Friday, March 25, 2016

People v. Florez (Cal. Ct. App. - March 25, 2016)

I'd mention this opinion even if there wasn't a dissent.  If only because the factual settings are somewhat unusual.

It's a three strikes case where the defendant was sentenced to 25 years to life after the police caught him urinating in public.  At which point he dropped a small bag containing 0.19 grams of cocaine.  That got him put in prison forever.

After Proposition 47 passed, Mr. Florez petitions for resentencing.  But the trial court says that he's too dangerous to release.

His commitment offense -- which was in 1999 -- doesn't demonstrate dangerousness at all, obviously.  But in 1976 (!), Mr. Florez did rob two convenience stores.  More significantly, in 1983, he placed a knife at the throat of a 7-11 store employee and demanded money.  And in 1990, there's another knife at a victim's throat, this time when he also beats the victim and takes his car.

But on Mr. Florez's side, that last violent offense was in 1990.  Over a quarter century ago.

Oh, yeah.  And Mr. Florez is now 66 years old.  Having already served 18 years of his three strikes sentence.

That 66-year old (63 at the time he filed his petition) is the person the trial court thought was way too dangerous to be released.

Now, Mr. Florez has been a bit more, shall we say, "active" in prison than most of your inmates of Social Security age.  Or at least he was when he was a bit younger.  He hit another inmate with a broomstick in 2004, engaged in mutual combat with another inmate in 2007, and fought another inmate again in 2009.  Mr. Florez says that these were basically instances of self-defense.  But they are still fighting.  Albeit in prison.

Still, the last fight was in 2009.  On the bad side, he was reasonably aged then -- the last fight was when he was 55.  But on the good side, 66 ain't 55.  Your ability, or willingness, to get violent with someone in your 50s is a lot different at that age than when you're starting to notice different walker models.  Statistics, not surprisingly, back that up.

So there's an interesting debate here about when this now-66 year old who's served 18 years in prison for dropping a bindle of cocaine in the twentieth century is really sufficiently violent that he's a continuing danger to society.

But then there's also Justice Rushing's dissent on a legal point.  Which would merit mention of this case even if it stood alone.

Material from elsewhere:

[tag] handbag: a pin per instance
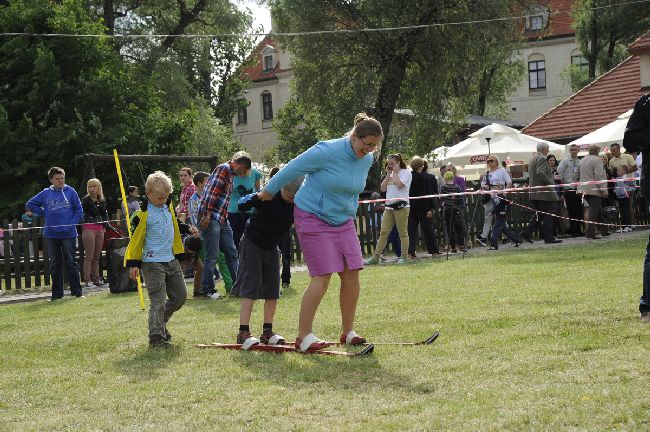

I won't get into the details.  I'll just let you read the first paragraph of that dissent for yourself:

"My esteemed colleagues join a number of courts in refusing to apply Penal Code section 1170.18, subdivision (c) (§ 1170.18(c)), according to its plain meaning. To the best of my knowledge, only one of those decisions is currently citable. (People v. Esparza (2015) 242 Cal.App.4th 726, 734-737; see Cal. Rules of Court, rules 8.1115(a), 8.1105(e)(1).) Although I joined in that decision, I have concluded on further reflection that I erred in doing so, as I believe my colleagues continue to err here. All of these cases should be governed by the fundamental principle that statutes possessing a plain meaning must be given effect in accordance with that meaning. None of the recognized exceptions to this rule is present. Least of all can the language at issue here be credibly said to involve a 'drafting error.' The real rationale for refusing to enforce the statute according to its terms is that the effect of the statute‘s plain meaning was not pointed out in the ballot pamphlet to the voters who adopted it. I have concluded that for a court to disregard plain statutory language on such a ground is obnoxious to the constitutional separation of powers. I have also concluded that, carefully read, the statute contains ample intrinsic evidence that it is intended to accomplish exactly the result my colleagues attribute to a drafting error. In addition, it is apparent that opponents of the measure were aware of this effect and that, while they apparently chose not to refer to it in their argument in the ballot pamphlet, they did urge it in the surrounding public debate as a ground to reject the measure. For those reasons, I would apply the statute as written and would reverse the judgment here so that the trial court can reassess the issues under the legal standard mandated by section 1170.18(c)."

Read the rest if the foregoing whets your appetite.  Interesting stuff.